Ayant grandi dans le New Jersey, dans une famille de cinq enfants et un père qui fait encore régulièrement du shopping au Princeton Record Exchange, le terrain d'entente musical était Neil Young, Tom Petty et les Kinks. "C'est sur cela que nous étions tous d'accord", dit Van Etten. « Des gens qui ont de la longévité.

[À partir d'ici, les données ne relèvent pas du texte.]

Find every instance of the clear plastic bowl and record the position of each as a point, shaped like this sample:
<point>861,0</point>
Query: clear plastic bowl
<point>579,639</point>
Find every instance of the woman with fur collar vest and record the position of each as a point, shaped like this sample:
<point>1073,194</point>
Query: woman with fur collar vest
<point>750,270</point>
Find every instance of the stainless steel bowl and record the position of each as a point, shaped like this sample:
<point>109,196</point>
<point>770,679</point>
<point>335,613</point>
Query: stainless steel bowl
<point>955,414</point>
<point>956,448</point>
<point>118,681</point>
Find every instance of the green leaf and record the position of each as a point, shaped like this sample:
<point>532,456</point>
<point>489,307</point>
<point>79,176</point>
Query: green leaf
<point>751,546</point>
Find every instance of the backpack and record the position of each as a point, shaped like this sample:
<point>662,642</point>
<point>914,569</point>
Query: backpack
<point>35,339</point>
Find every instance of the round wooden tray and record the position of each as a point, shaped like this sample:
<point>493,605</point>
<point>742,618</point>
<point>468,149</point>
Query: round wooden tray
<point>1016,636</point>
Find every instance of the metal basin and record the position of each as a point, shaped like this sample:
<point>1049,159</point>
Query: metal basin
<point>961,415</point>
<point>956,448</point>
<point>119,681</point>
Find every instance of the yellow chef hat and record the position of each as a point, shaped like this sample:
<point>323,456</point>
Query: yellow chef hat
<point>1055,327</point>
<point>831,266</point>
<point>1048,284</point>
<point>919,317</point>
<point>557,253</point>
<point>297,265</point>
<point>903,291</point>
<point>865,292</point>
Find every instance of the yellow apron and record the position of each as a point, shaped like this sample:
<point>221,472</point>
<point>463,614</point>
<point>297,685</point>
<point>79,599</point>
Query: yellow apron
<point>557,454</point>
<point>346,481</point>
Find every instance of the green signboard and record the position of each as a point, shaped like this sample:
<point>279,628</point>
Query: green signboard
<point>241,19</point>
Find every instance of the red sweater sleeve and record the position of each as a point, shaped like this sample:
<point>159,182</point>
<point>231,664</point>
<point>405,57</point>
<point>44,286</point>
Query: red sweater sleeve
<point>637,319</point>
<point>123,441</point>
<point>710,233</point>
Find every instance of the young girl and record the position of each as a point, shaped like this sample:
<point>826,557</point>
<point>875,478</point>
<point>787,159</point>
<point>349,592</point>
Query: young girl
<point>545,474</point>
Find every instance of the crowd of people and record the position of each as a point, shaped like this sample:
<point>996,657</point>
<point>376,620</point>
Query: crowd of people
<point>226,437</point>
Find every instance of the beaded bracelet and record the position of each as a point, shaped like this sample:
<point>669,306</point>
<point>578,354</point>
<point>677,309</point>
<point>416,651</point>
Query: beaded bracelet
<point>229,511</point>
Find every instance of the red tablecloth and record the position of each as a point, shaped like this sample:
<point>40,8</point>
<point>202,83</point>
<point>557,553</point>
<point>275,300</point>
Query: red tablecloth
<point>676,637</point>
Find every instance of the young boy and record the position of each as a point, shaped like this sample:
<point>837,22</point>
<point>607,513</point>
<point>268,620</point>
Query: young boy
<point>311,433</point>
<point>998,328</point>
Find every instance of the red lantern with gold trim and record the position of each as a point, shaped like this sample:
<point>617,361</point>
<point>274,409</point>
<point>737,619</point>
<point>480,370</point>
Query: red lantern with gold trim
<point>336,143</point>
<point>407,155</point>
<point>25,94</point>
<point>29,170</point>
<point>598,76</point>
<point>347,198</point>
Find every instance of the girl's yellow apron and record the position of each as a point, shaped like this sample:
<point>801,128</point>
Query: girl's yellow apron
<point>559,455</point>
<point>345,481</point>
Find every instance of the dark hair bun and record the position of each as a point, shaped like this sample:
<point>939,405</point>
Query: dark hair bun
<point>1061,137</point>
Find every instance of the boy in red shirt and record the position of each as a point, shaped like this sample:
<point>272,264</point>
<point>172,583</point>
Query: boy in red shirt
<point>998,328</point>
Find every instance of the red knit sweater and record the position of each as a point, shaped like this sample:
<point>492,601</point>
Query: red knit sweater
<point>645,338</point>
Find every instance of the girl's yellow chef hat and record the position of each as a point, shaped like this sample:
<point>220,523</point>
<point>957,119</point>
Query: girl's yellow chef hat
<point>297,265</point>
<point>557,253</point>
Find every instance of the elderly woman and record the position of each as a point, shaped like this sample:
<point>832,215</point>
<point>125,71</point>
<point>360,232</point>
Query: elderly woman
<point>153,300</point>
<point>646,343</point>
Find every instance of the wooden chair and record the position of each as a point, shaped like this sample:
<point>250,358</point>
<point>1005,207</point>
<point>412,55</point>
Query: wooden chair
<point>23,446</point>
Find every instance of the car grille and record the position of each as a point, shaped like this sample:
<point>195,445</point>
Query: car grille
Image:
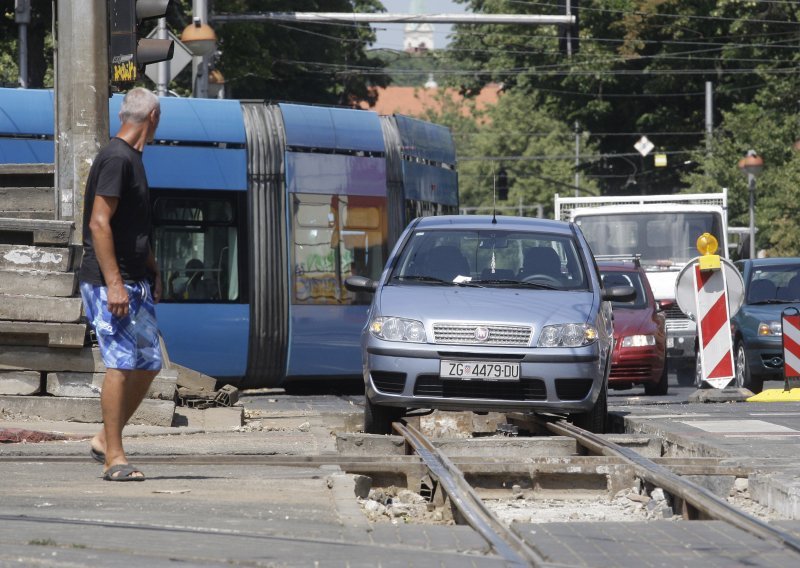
<point>525,389</point>
<point>573,389</point>
<point>630,372</point>
<point>388,382</point>
<point>465,334</point>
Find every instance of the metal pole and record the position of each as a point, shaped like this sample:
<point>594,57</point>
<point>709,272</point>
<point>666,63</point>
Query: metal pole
<point>81,98</point>
<point>751,182</point>
<point>22,16</point>
<point>577,158</point>
<point>709,115</point>
<point>200,62</point>
<point>162,83</point>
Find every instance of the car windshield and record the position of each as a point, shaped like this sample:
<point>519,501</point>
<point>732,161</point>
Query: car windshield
<point>662,240</point>
<point>491,258</point>
<point>776,284</point>
<point>631,278</point>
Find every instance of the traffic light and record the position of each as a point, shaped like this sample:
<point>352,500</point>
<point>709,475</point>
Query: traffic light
<point>128,52</point>
<point>568,33</point>
<point>502,184</point>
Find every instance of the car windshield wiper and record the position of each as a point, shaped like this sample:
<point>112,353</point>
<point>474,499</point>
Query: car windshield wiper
<point>509,282</point>
<point>434,280</point>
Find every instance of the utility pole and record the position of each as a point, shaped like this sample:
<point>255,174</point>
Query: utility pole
<point>22,16</point>
<point>577,159</point>
<point>81,101</point>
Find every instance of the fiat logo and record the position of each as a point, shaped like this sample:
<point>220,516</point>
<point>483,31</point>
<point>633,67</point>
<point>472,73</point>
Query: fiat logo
<point>481,333</point>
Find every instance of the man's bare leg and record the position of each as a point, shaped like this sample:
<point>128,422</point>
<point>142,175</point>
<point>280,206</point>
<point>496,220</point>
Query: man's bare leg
<point>122,394</point>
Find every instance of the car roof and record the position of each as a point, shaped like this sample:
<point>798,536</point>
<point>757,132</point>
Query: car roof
<point>617,266</point>
<point>773,261</point>
<point>506,223</point>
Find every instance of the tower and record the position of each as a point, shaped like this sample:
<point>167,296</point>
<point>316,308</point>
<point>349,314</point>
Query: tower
<point>418,36</point>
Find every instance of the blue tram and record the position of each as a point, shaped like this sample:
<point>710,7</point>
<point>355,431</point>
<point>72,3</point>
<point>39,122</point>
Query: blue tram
<point>261,211</point>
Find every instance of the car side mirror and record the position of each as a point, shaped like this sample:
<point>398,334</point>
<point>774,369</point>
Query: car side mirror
<point>360,284</point>
<point>619,294</point>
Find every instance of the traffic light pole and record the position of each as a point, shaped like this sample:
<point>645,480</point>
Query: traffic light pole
<point>81,101</point>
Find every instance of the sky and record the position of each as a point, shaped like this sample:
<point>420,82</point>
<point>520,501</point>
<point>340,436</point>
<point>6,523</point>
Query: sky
<point>390,36</point>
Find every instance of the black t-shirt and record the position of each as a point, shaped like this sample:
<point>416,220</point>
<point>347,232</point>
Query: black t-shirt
<point>118,172</point>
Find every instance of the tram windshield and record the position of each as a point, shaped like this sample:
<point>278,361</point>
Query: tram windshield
<point>196,242</point>
<point>336,236</point>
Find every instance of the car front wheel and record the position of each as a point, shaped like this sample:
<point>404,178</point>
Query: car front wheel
<point>378,419</point>
<point>594,420</point>
<point>744,379</point>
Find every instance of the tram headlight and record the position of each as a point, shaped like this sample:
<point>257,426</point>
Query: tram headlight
<point>397,329</point>
<point>567,335</point>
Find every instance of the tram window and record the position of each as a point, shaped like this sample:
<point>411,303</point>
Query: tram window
<point>197,248</point>
<point>335,236</point>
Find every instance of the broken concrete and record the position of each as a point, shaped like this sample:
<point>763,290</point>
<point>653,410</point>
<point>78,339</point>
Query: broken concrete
<point>20,257</point>
<point>40,308</point>
<point>20,383</point>
<point>42,334</point>
<point>25,358</point>
<point>42,231</point>
<point>70,384</point>
<point>152,412</point>
<point>43,282</point>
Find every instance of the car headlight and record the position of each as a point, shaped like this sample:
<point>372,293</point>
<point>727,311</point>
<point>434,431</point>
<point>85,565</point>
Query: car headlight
<point>638,340</point>
<point>567,335</point>
<point>769,328</point>
<point>397,329</point>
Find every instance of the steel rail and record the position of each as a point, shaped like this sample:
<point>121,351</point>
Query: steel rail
<point>507,544</point>
<point>696,496</point>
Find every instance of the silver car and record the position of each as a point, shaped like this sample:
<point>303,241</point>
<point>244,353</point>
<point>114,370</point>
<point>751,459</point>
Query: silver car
<point>484,314</point>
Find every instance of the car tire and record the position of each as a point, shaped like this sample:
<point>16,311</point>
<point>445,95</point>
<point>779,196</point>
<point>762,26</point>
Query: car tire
<point>378,419</point>
<point>659,388</point>
<point>594,420</point>
<point>744,379</point>
<point>685,375</point>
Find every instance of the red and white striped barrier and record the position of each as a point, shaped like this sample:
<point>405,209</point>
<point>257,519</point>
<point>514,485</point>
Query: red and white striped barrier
<point>713,327</point>
<point>790,324</point>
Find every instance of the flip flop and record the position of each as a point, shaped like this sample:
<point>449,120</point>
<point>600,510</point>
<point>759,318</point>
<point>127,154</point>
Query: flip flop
<point>97,456</point>
<point>124,472</point>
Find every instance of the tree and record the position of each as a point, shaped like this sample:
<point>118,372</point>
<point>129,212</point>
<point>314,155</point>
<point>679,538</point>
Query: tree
<point>312,63</point>
<point>535,149</point>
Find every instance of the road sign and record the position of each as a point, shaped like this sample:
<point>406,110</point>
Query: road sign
<point>790,326</point>
<point>713,327</point>
<point>644,146</point>
<point>181,57</point>
<point>711,297</point>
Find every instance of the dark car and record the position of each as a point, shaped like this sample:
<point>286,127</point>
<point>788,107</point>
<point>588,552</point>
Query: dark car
<point>484,314</point>
<point>770,286</point>
<point>639,356</point>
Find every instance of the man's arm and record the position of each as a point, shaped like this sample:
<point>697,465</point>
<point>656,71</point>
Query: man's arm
<point>103,210</point>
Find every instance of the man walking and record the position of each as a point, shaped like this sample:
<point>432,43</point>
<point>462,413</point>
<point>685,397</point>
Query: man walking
<point>115,273</point>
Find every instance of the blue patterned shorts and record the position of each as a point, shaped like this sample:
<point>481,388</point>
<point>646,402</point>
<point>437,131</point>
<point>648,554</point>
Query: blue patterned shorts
<point>129,343</point>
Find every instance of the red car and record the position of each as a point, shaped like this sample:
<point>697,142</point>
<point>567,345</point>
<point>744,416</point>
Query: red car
<point>639,331</point>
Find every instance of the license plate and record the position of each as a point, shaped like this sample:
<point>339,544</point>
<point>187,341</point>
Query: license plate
<point>493,371</point>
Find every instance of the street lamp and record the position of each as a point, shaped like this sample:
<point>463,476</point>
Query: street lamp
<point>751,165</point>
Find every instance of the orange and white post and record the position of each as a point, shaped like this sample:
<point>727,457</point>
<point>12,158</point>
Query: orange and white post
<point>713,318</point>
<point>790,327</point>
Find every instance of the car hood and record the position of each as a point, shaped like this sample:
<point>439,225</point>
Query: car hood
<point>632,322</point>
<point>765,312</point>
<point>501,305</point>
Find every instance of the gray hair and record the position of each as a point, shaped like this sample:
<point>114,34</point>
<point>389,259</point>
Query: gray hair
<point>137,105</point>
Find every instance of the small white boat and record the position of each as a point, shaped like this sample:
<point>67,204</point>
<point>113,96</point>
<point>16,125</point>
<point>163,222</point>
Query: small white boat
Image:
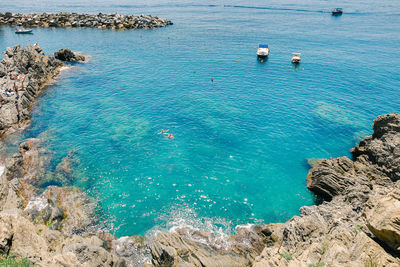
<point>22,31</point>
<point>296,58</point>
<point>262,51</point>
<point>337,12</point>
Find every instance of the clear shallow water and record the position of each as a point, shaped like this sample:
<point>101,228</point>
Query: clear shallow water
<point>241,142</point>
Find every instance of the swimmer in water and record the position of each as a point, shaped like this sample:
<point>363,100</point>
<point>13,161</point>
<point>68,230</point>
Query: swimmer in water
<point>163,131</point>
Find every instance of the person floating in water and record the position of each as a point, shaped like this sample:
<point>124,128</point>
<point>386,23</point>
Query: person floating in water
<point>163,131</point>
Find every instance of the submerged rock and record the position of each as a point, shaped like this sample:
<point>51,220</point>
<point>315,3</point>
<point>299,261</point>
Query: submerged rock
<point>66,54</point>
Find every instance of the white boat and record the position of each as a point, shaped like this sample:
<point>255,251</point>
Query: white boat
<point>22,31</point>
<point>296,58</point>
<point>262,51</point>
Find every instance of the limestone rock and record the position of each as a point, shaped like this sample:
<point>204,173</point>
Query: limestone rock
<point>383,217</point>
<point>66,54</point>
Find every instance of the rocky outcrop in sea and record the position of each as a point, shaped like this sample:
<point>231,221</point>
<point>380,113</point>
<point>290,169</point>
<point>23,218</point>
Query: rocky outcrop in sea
<point>46,220</point>
<point>23,73</point>
<point>67,55</point>
<point>101,21</point>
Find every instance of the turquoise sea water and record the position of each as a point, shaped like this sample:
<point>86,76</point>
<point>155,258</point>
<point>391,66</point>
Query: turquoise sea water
<point>241,142</point>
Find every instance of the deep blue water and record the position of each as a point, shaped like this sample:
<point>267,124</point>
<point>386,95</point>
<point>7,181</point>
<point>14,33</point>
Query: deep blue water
<point>241,142</point>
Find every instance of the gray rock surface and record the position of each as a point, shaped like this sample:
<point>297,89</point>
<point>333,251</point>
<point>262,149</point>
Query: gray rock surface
<point>66,54</point>
<point>358,224</point>
<point>23,72</point>
<point>101,21</point>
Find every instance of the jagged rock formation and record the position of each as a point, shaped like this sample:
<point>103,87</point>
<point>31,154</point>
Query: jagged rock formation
<point>66,54</point>
<point>23,72</point>
<point>359,223</point>
<point>101,21</point>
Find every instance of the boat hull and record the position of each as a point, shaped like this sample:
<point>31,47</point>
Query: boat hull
<point>23,32</point>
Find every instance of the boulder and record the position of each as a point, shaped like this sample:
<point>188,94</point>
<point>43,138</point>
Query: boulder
<point>66,54</point>
<point>383,217</point>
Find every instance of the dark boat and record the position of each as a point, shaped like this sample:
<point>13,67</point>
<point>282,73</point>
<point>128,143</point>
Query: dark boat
<point>23,31</point>
<point>337,12</point>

Qui est l’équivalent de l’un d’entre eux maintenant ? » Le matin de la mort de Prince, elle et son amie Carolyn jouaient de la musique dans un sous-sol de Dumbo et ne l'ont découvert qu'en montant à l'étage. «Nous avons commencé à pleurer et Carolyn a simplement déclaré: 'Je vais me teindre les cheveux en violet.' Et elle l'a fait », dit Van Etten. « Vous commencez à penser à tous les artistes que vous admirez depuis toujours, comme s'ils allaient tous partir un jour et qui avons-nous pour remplir cet espace ? Je n'ai jamais vu Bob Dylan jouer, c'est sur ma liste. Je n'ai jamais vu Neil Young jouer, même si je l'ai vu parler. J'ai vu Bruce Springsteen il y a longtemps.
À la fin de la semaine, Van Etten s'envolera pour Los Angeles pour commencer les répétitions de sa tournée. Elle dit qu'elle ne sait toujours pas quoi faire sur scène sans guitare. (« Vous ne voulez pas me voir danser », dit-elle.) Dernièrement, elle lit de la psychologie quantitative pour tenter de poursuivre ses études sur la route et de comprendre pourquoi certaines chansons durent et deviennent universelles. "J'essaie de trouver des moyens", dit Van Etten, "de comprendre le lien qu'entretiennent les gens avec la musique."
Elle écrit ses set lists. «J'ai cette envie de ne pas jouer 'les tubes'», dit-elle. "Je ne veux pas jouer ceux qui sont angoissés ou tristes." Elle n'est toujours « pas dans un endroit où je peux vraiment donner des conseils aux gens, car l'expérience de chacun est unique ». Mais Van Etten est très à l'écoute. « Certains musiciens ont besoin de cette distance, mais j'ai besoin de cette connexion. Je dois me rappeler pourquoi je fais ça.